Researchers have started to explore the roles of reversible RNA modifications in the post-transcriptional regulation of gene expression.8 Compared with DNA epigenetic regulations (a well-recognized and widely studied epigenetic phenomenon), 5-methylcytosine (m5C) in mRNA remains understudied.9,10 m5C is a highly abundant RNA modification detected in various RNA species, including messenger RNAs (mRNAs), transfer RNAs (tRNAs), ribosomal RNAs (rRNAs), enhancer RNAs (eRNAs), and a number of non-coding RNAs (ncRNAs).11–13 Studies have revealed that m5C participates in gene expression during the modulation of pre-mRNA splicing and during RNA export, translation, stabilization, and localization.13,14 At the post-transcriptional level, m5C RNA modifications can be dynamically regulated by three groups of genes (“writers,” “erasers,” and “readers”), encoding methyltransferases, demethylases, and binding proteins, respectively.12 “Writers” (including NSUN1-7, DNMT1, DNMT2, DNMT3A, and DNMT3B) regulate RNA methylation modification processes. The “eraser” TET2 has m5C demethylation activity to remove the m5C modification.
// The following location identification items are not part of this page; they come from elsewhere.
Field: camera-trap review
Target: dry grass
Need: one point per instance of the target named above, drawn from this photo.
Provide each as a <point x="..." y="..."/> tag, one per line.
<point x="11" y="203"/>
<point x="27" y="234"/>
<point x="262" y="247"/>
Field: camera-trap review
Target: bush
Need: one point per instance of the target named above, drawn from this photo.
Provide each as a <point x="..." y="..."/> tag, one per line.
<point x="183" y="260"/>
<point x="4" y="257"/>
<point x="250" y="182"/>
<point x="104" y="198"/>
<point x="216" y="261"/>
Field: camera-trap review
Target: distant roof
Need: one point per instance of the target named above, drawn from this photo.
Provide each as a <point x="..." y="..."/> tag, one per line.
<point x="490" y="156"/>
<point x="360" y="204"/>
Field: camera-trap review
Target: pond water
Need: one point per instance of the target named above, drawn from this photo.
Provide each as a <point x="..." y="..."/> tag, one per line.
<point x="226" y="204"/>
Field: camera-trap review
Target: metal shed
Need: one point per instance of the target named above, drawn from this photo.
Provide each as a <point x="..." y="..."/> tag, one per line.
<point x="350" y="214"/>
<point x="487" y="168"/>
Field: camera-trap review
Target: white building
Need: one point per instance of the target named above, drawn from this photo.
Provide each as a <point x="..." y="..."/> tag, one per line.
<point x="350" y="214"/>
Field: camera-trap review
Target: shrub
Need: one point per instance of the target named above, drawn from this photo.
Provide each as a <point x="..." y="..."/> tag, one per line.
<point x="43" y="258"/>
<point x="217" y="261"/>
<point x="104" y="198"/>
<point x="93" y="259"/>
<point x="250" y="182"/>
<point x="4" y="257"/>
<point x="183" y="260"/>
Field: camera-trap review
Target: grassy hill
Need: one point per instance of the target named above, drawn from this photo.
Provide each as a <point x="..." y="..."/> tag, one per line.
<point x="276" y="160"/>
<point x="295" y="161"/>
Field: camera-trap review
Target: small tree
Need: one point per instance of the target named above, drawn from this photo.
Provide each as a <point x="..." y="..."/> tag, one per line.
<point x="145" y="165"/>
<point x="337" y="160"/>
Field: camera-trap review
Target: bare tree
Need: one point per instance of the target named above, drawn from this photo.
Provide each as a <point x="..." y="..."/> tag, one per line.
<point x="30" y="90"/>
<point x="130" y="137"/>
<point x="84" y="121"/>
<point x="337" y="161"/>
Finally, ALYREF, an m5C “reader,” recognizes and binds to m5C sites on target mRNAs.14,15 Increasing amounts of evidence have demonstrated that m5C dysregulation affects the pathogenesis of many human diseases including cancers. For example, NSUN2 exhibits significant roles in tumor metastasis and drug resistance by methylating NMR ncRNA in esophageal squamous cell carcinoma.16 Sun et al revealed that lncRNA-hPVT1 up-regulates the expression of NOP2 by enhancing NOP2 protein stability; and then, it promotes cell proliferation, stemness-like properties, and tumorigenesis in hepatocellular carcinoma cells.17 However, the specific signature and corresponding prognostic value of m5C in ccRCC remain unknown. Clarifying the biological role of these regulators in ccRCC may help identify effective markers for early diagnosis and therapeutic treatment.

To understand the potential roles of m5C RNA regulators in ccRCC, we conducted a comprehensive study on the expression profile of 13 extensively reported m5C RNA methylation regulators with RNA sequencing data from The Cancer Genome Atlas (TCGA). We then identified a four-gene signature of m5C regulators that has prognostic value to effectively predict the outcomes of patients with ccRCC. In addition, qRT-PCR data were used to verify the choice of genes. Overall, our study provides a reliable foundation for detecting new biomarkers and constructing prognostic signatures for early ccRCC detection and clinical outcome prediction.

Materials and Methods

Data Acquisition

The RNA-seq expression data, together with corresponding clinical information of ccRCC tissues and normal tissues were downloaded from the TCGA database (https://cancergenome.nih.gov/).18 We normalized RNA expression profiles using Log2-based transformation. After data integration and elimination of clinical samples with missing data, we included 517 ccRCC and 72 non-tumor tissues for further analyses.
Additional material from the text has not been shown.